Network Architecture and Predictive Dynamics of Brain Systems
The study of complex systems poses significant mathematical challenges but can simultaneously provide an increased mechanistic understanding of real-world system function. I focus on recent developments in network science that have provided methods to characterize the organization and dynamics of systems that are composed of many interacting parts. At the interdisciplinary boundary between applied mathematics, statistical physics, and neuroscience, I study the
human brain as a network of cortical areas connected by structural or functional highways along which information propagates.
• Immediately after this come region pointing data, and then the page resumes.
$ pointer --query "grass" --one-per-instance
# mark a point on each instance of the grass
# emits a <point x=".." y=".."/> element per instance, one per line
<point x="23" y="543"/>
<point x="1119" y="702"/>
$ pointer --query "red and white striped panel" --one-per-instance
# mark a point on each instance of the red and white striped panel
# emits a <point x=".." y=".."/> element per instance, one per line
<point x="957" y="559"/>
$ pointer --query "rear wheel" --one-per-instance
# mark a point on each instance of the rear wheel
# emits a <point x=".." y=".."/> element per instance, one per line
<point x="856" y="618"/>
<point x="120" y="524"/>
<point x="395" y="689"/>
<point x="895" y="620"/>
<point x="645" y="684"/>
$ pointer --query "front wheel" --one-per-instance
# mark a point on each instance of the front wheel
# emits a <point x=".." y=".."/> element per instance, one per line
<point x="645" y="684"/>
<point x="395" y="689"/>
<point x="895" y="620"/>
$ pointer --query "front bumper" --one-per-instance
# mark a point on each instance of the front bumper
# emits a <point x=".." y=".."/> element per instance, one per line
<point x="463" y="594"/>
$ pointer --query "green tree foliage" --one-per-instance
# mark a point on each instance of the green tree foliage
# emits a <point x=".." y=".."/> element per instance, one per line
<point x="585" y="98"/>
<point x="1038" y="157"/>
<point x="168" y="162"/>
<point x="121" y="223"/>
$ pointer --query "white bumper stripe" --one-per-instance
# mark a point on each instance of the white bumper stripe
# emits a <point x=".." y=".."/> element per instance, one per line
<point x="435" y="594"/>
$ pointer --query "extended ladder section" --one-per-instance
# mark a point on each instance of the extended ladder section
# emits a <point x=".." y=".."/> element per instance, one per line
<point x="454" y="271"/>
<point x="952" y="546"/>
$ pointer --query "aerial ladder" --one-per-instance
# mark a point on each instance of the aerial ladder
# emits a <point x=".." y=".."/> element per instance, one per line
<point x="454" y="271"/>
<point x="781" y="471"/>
Data acquired from non-invasive neuroimaging techniques has demonstrated that brain network structure varies between individuals, can be linked to our IQ and cognitive abilities, displays altered patterns in disease states like schizophrenia, and changes over time. A mathematical assessment of these dynamics enables the identification of network signatures that predict individual differences in cognitive behaviors such as learning, facilitating a direct feedback loop between theory and experiment. Using these approaches, we can begin to determine fundamental organizational principles of both underlying brain structure and its functional dynamics. Moreover, these results lay the groundwork for statistical approaches to predict individual brain responses to injury, disease, and clinical interventions that could enable the construction of personalized therapeutics, diagnostics, and biomarkers for monitoring disease progression and rehabilitation. In addition to understanding phenomena specific to the human brain, these studies facilitate the examination of more general questions about the relationships between system organization – both static and dynamic – and performance, as well as the influence of external energetic or spatial constraints on that organization.